Seed storage is complicated by climatic conditions between regions and the potential reduction of quality. However, treatments as chemical disinfection, heat and/or ionizing radiation have been developed aimed to reduce the number of microorganisms infesting the surface and inner tissue of seeds (Khamsen et al., 2016). In this context, low-temperature emerges as an interesting process of storage and sterilization of seeds (Cardoso et al., 2004), yet during this time, and temperature variation, stored rice seeds may lose physiological quality (Marini et al., 2012). However, we previously demonstrated that rice seeds can be stored at low-temperature without losing physiological quality (Aguiar et al., 2012; Aguiar et al., 2015). Besides that, low-temperature technology has proven effectiveness in reducing the microbial population on the food surface not permitting the invasion by storage fungi, reduce the potential for attack by pathogenic microorganisms, and minimizing the loss of quality (Zuchi and Bevilaqua, 2012).

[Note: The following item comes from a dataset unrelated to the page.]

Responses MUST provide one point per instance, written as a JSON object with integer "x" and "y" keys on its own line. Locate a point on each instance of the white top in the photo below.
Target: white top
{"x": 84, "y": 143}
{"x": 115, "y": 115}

Once seed storage at elevated-temperature can lead to deterioration despite sterilization, and there is a clear need for studies aimed at establishing suitable storage conditions for rice seeds, here we evaluate the effect of low-temperature storage on the sanitary quality of rice seeds, testing different temperatures of storage and if occurs some seed-to-seedling transmission.
MATERIAL AND METHODS
Plant material and seed treatments. Seeds used in this study, cultivars IRGA 423 and 424 (Irga ®), were obtained from the rice seed agro-industries from Formoso do Araguaia and Lagoa da Confusão, in the state of Tocantins - Brazil. Collected seeds were placed in a forced airflow dryer (BKIA, Carlos Becker®) until reaching 11% of humidity. The cooling process of seeds was realized in two chambers with temperature control (8 and -50°C) and a capacity of 20L. Seeds were then packed (1.5kg) in sealed chambers with a volumetric capacity of 2L and stored at 8 ± 1°C or -50 ± 1°C. The controls were kept in a paper bag (2kg) at room temperature (uncontrolled conditions) with an average temperature of around 25 ± 10°C.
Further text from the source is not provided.